10) “The wonderful world of mickey mouse” (Disney Plus)
Le rivoluzioni si fanno in silenzio. E alla Disney deve esserci qualche rivoluzionario pazzo e silenzioso, perché questa serie di cartoni animati con protagonista il simbolo della multinazionale più politicamente corretta e paracula della storia è una meraviglia di scorrettezze, oltre che di storytelling che rasenta la perfezione. Prima che qualcuno se ne accorga e la cancelli, come da prassi da quelle parti, conviene guardarla: altro che per bambini, si tratta di una serie che non ha niente da invidiare a cartoni animati per adulti ben più celebrati, da Big Mouth a Close Enough.
9) “Mare of Easttown” (Hbo-NowTv)
Un omicidio, una cittadina dove si conoscono tutti, una detective donna con un trauma alle spalle. Con questi ingredienti, in Italia produrrebbero una di quelle porcate tipo quella fiction Mediaset con Ambra Angiolini di qualche anno fa, davanti alla quale anche il mal di stomaco rappresentava un’alternativa migliore rispetto alla visione della stessa. Negli Usa, complice Kate Winslet al posto della Angiolini, con quegli stessi ingredienti hanno fatto una miniserie imperdibile, a dimostrazione che per fare della buona tv seriale non servono premesse straordinariamente originali o indimenticabili, basta conoscere i fondamentali del mestiere. Non si tratta di arte, si tratta di tecnica, di organizzazione produttiva, di professionalità: proprio quello che manca da noi.

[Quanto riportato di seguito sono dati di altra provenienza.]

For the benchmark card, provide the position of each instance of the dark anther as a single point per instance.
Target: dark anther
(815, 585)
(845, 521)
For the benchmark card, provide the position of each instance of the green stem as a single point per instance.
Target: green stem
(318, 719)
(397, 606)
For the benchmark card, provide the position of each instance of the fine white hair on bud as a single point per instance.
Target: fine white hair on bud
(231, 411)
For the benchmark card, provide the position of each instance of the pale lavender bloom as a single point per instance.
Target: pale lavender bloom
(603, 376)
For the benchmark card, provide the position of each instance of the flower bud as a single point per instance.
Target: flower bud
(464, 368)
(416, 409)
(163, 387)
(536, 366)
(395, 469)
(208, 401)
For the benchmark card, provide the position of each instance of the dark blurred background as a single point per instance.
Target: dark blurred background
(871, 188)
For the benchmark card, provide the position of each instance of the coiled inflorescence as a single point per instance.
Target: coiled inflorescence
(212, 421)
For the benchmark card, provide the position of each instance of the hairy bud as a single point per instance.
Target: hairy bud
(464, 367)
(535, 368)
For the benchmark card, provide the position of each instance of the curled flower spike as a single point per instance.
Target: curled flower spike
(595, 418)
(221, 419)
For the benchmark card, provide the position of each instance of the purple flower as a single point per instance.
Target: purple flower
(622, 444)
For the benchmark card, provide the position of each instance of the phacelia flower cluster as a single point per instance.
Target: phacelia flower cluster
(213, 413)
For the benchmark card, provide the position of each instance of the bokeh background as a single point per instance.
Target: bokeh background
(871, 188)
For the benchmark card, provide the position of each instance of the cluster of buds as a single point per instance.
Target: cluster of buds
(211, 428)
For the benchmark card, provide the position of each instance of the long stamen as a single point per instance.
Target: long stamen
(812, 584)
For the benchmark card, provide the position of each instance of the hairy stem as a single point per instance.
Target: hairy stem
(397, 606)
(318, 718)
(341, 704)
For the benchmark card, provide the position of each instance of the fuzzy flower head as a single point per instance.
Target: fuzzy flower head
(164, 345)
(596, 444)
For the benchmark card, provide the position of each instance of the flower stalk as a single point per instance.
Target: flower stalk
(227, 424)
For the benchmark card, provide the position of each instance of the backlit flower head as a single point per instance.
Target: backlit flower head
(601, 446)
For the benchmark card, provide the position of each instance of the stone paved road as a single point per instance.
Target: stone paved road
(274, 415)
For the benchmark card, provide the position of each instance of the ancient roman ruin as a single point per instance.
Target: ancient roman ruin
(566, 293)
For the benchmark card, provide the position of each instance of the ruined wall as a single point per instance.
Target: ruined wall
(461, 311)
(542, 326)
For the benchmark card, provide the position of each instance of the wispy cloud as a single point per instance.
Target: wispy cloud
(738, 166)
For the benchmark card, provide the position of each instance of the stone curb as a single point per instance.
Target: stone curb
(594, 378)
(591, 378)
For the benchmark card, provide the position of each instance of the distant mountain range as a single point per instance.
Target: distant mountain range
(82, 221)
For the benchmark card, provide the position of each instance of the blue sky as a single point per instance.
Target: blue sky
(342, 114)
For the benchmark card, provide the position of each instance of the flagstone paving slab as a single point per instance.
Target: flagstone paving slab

8) “The Diplomat” (Netflix)
Che poi, cosa deve fare una serie tv per funzionare? Fondamentalmente due cose. Uno, deve dare “insight” credibili su un mondo specifico, su una realtà particolare; due, deve dare costantemente al pubblico un motivo per guardare un nuovo episodio. The Diplomat fa esattamente questo: mostra il dietro le quinte della politica e della diplomazia americana in modo credibile (non proprio come The West Wing, ma siamo li), e costruisce la puntata con uno schema classico a quattro atti, l’ultimo dei quali brevissimo, che funzionano da set up per l’episodio successivo. A quel punto, basta aggiungere una protagonista come Keri Russel (quella di The Americans, per intenderci) per ottenere come risultato una serie che magari non resterà nella storia, ma è sicuramente una delle migliori nell’anno che ci conduce alle elezioni americane del 2024.
7) “The killer” (Netflix)
Il problema dei film di oggi è che sono tutti uguali, basandosi ognuno sul seguente canovaccio: un protagonista, meglio se donna o se espressione di una qualsiasi minoranza, ha un problema, diretta conseguenza del suo gender o della minoranza a cui appartiene; dopo varie peripezie, riuscirà a convincere l’ambiente esterno del suo valore, ribaltando le attese iniziali e finendo per primeggiare su quei pinoloni dei maschi bianchi eterosessuali – oppure a loro soccombendo, ma non prima di aver ottenuto una schiacciante vittoria morale. Non c’è nulla di intrinsecamente sbagliato in questo schema: se non fosse che al milionesimo film costruito in fotocopia uno non ne può davvero più. Ecco, l’ultimo film di David Fincher è bello perché il protagonista non ha: non ha un trauma, non è una vittima, non affronta nessun percorso di redenzione morale, non vuole insegnare al pubblico assolutamente nulla. È solo la storia di un assassino bastardo che si vuole vendicare e oggi fa lo stesso effetto di una boccata d’ossigeno dopo aver tenuto la testa sott’acqua per circa cinque anni, schiacciati dalla manona onnipresente della cultura woke.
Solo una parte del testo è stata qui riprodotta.